As the U.S.-backed Iraqi military and Iran-backed militias supporting them consolidated their gains in early 2018, the conflict in Syria saw renewed fighting between the U.S.-backed Kurds and fellow U.S. ally Turkey, which branded some of them terrorists due to alleged thinks to a separatist insurgency at home. The Syrian Democratic Forces, a mostly Kurdish militia operating with the U.S.-led coalition’s support, continued to battle ISIS, while at the same time facing off with Turkish troops and allied Islamist rebels formerly supported by U.S. as the separate pro-Syrian government campaign tackled insurgents and jihadis alike.
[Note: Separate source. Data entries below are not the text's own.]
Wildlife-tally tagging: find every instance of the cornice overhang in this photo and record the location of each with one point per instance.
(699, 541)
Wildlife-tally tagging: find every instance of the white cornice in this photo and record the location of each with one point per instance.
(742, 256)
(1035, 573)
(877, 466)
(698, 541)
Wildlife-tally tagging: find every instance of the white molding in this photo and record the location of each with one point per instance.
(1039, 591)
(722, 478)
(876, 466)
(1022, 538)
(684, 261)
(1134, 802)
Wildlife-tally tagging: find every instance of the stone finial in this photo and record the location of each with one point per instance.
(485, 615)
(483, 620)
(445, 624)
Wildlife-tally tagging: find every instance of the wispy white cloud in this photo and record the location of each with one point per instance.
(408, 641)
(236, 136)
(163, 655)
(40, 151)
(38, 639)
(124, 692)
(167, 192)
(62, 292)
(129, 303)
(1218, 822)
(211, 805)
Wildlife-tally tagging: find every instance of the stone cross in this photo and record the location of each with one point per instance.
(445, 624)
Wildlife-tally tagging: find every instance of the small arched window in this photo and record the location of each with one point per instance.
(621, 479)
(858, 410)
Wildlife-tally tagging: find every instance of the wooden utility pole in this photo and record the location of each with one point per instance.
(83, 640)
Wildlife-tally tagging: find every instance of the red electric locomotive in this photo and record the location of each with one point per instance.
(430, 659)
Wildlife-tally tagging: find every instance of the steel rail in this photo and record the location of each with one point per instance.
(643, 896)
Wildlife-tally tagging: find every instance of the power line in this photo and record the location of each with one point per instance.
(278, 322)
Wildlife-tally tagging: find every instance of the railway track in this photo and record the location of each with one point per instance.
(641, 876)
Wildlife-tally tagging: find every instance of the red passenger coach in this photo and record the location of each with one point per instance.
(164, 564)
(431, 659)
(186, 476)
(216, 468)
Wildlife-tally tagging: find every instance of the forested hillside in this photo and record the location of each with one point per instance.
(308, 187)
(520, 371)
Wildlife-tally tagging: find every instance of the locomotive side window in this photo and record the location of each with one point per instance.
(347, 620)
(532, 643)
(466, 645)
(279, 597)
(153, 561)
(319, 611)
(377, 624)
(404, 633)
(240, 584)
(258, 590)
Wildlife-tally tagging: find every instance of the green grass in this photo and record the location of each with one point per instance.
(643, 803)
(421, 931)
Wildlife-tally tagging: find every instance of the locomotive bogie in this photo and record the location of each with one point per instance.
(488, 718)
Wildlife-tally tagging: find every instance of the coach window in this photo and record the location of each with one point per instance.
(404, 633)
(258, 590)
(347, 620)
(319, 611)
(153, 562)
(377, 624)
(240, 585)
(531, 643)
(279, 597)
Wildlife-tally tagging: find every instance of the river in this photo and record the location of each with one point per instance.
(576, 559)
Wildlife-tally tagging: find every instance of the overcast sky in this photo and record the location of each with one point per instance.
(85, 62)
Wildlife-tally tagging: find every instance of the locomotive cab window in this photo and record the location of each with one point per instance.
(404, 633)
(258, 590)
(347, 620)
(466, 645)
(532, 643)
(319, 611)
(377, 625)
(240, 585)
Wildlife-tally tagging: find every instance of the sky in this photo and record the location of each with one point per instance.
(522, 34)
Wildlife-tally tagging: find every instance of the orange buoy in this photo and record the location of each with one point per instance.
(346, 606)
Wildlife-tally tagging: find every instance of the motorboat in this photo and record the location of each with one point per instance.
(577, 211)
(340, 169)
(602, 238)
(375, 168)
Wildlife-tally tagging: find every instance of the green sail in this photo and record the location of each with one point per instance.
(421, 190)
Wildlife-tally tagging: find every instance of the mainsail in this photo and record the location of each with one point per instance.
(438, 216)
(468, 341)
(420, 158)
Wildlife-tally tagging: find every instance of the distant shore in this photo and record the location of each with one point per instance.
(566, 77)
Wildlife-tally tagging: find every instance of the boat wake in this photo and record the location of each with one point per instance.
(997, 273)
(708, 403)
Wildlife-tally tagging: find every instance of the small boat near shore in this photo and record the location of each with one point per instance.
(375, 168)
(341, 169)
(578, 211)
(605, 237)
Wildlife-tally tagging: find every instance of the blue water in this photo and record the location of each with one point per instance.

President Donald Trump holds up a map detailing territory losses by ISIS in Syria as he speaks following a tour of the Lima Army Tank Plant at Joint Systems Manufacturing in Lima, Ohio, March 20. This map compared losses from 2017—the first year of Trump’s presidency—to 2019 and included large gray splashes of “residual ISIS presence” omitted from the March 22 map. SAUL LOEB/AFP/Getty Images

Though the conflict had grown more complex, ISIS had clearly become the biggest loser after seven years, and just shy of the March 15 anniversary of the rebel and jihadi uprising that sparked the unrest, Trump told a crowd gathered in Ohio that the U.S. would be “coming out of Syria, like, very soon.” He told his defense officials the following month that the U.S. had “beaten ISIS,” taking “just about 100 percent of the caliphate.”

He reversed course on the withdrawal shortly afterward, launching new strikes against the Syrian government in response to an alleged chemical weapons attack and emphasizing the need to curb growing Iranian influence in Syria. Still, he continued to boast his victory against ISIS throughout the year.

He told a press a September 2018 press conference in New York that “we have defeated ISIS, essentially, very short while ago in the Middle East.” The following month, told the Associated Press “we’ve defeated ISIS, ISIS is defeated in all of the areas that we fought ISIS, and that would have never happened under President Obama.” Trump was soon joined by Turkish President Recep Tayyip Erdoğan, who proclaimed “there is no ISIS in Syria” during a speech in November.

The real coup came in December. Trump once again proclaimed that he had “defeated ISIS in Syria” and, for the second time, called for a withdrawal from the country as battling the jihadis was his “only reason for being there.” Those Twitter remarks reportedly came as a shock to his top generals—like Secretary James Mattis, who resigned days later—and foreign policy officials, prompting Secretary of State Mike Pompeo and National Security Adviser John Bolton to quickly set out on Middle East tours to reassure regional allies.

Smoke rises over the village of Baghouz in the eastern Syrian province of Deir ez-Zor, March 22. The U.S.-backed Syrian Democratic Forces described “heavy fighting” that day, even as the White House declared ISIS “100 percent defeated.” GIUSEPPE CACACE/AFP/Getty Images

Trump appeared to again step back as the White House announced that around 200 troops would remain in Syria, which was joined by Russia and Iran in again calling for an immediate U.S. exit. Trump told NBC News in January that he had “beaten ISIS,” but speaking before members of the U.S.-led coalition early last month, he said that “it should be formally announced sometime probably next week that we will have 100 percent of the caliphate.”

The president signaled that his premonition came true at the beginning of this month, telling troops at Joint Base Elmendorf-Richardson in Anchorage, Alaska, that “you kept hearing it was 90 percent, 92 percent,” but now “100 percent” of the so-called caliphate had been destroyed. The statement came the same day that Syrian Democratic Forces commander Mazloum Kobani announced his fighters had just begun the “operation to clear the last remaining pocket of ISIS” in the village of Baghouz.

The Syrian Democratic Forces have since entered Baghouz and have begun facing off with what may very well be the last of the caliphate. As of Friday, however, Syrian Democratic Forces spokesperson Mustafa Bali maintained that “heavy fighting continues” in the final push against ISIS.